Why the tweet mattered immediately

Biology benchmarks usually reward memorization or narrow problem solving, not the messy workflow a researcher faces when handed raw datasets. Anthropic's main X account pushed a different claim on April 29: Claude was tested on 99 real bioinformatics problems, and on 23 where human experts could not solve the task from scratch, the company's most recent models solved roughly 30%.

"On 23 problems, the experts were stumped. Our most recent models solved roughly 30% of those."

The linked Science Blog post explains why that number is more than a leaderboard flourish. Anthropic says BioMysteryBench draws from raw or minimally processed DNA, RNA, proteomics and metabolomics datasets, then asks questions with objective ground truth rather than open-ended scientific opinion. Up to five domain experts attempted each task. After quality control, 76 tasks were labeled human-solvable and 23 remained human-difficult.

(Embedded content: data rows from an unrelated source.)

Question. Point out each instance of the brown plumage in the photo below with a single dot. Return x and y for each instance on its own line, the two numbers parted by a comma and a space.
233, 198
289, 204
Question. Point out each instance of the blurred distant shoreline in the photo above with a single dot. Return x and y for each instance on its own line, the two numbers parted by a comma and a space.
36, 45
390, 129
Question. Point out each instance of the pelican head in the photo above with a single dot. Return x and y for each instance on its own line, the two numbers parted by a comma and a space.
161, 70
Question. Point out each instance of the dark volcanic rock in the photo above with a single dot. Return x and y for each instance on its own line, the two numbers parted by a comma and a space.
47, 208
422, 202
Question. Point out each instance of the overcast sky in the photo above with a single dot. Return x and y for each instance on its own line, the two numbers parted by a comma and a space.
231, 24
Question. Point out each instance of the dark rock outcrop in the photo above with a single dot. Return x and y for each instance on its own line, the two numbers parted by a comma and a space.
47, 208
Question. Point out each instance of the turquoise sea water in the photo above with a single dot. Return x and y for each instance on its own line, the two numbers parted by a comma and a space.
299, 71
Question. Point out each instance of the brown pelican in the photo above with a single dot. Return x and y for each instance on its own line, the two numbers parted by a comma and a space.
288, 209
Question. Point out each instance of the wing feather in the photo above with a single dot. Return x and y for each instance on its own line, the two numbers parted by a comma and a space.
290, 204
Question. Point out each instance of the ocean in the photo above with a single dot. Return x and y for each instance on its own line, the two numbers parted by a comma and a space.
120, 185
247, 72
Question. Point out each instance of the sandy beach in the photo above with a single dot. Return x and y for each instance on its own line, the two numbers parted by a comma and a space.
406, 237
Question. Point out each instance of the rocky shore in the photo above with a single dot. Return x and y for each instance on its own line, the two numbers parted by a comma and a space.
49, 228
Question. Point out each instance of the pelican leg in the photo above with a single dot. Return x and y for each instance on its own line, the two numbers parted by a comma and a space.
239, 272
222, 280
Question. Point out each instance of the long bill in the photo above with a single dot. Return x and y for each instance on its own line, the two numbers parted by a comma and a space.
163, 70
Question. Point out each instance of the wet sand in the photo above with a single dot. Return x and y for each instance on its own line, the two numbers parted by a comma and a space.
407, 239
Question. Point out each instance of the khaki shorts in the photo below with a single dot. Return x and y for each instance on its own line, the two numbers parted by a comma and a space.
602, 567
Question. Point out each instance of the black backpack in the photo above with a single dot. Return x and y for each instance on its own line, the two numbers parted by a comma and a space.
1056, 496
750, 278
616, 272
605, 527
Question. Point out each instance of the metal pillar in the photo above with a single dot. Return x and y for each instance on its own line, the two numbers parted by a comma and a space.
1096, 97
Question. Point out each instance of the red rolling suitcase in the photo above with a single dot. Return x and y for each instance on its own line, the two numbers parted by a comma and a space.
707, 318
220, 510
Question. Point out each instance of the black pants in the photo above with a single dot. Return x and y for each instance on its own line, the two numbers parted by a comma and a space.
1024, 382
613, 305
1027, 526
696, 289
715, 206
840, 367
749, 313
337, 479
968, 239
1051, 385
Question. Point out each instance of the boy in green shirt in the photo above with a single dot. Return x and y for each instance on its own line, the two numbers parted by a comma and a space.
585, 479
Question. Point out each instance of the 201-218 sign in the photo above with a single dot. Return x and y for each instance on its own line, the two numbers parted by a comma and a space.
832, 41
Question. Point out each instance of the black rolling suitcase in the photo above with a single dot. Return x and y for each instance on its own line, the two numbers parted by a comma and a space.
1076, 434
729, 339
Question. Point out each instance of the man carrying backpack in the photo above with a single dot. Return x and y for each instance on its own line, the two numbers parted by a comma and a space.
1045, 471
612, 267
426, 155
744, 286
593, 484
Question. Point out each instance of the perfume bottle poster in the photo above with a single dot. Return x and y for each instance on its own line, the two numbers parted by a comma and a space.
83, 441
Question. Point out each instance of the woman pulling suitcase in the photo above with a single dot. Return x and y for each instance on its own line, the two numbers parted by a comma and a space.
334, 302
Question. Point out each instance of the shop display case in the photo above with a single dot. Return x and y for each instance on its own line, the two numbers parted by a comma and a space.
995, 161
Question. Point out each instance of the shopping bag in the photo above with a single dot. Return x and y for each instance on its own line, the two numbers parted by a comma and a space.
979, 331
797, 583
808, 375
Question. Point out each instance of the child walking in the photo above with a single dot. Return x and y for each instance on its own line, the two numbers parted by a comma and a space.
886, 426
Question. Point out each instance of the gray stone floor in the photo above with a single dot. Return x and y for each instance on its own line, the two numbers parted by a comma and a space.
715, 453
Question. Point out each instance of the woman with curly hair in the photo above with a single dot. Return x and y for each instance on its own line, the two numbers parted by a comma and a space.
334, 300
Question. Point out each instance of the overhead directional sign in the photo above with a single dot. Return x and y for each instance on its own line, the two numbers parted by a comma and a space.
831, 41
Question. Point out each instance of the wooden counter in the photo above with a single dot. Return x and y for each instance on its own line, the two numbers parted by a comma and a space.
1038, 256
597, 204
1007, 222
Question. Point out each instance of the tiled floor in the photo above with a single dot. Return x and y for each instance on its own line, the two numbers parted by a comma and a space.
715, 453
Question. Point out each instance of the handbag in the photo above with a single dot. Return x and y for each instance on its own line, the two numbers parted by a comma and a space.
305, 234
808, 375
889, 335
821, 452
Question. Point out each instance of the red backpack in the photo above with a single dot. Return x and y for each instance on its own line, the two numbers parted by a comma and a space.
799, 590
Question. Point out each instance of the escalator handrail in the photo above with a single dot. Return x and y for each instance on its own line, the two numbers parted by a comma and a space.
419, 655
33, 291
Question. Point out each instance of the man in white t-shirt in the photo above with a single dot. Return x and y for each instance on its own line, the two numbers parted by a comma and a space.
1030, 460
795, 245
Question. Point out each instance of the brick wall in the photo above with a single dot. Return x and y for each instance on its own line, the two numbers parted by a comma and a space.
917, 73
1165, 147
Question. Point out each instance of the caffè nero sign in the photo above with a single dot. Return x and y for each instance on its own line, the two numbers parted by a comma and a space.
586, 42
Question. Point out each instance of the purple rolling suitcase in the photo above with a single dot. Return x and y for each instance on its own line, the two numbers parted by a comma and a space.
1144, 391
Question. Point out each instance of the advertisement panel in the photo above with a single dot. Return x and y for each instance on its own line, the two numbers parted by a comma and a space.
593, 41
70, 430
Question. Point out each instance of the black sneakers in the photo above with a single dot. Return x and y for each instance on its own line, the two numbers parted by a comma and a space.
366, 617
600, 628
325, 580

The post says current Claude generations are now roughly on par with human experts overall, and sometimes reach correct answers through different analytical routes.

Why this raises the bar for AI-in-science evals

The setup around the model is what makes the benchmark interesting. Anthropic says Claude runs inside a container with canonical bioinformatics tools, can install extra packages with pip or conda, and can access public databases such as NCBI and Ensembl. That is much closer to a working computational biology environment than a multiple-choice test. In several examples, Anthropic says human experts leaned on standard annotation tools while Claude recognized useful patterns or sequences through a different line of reasoning.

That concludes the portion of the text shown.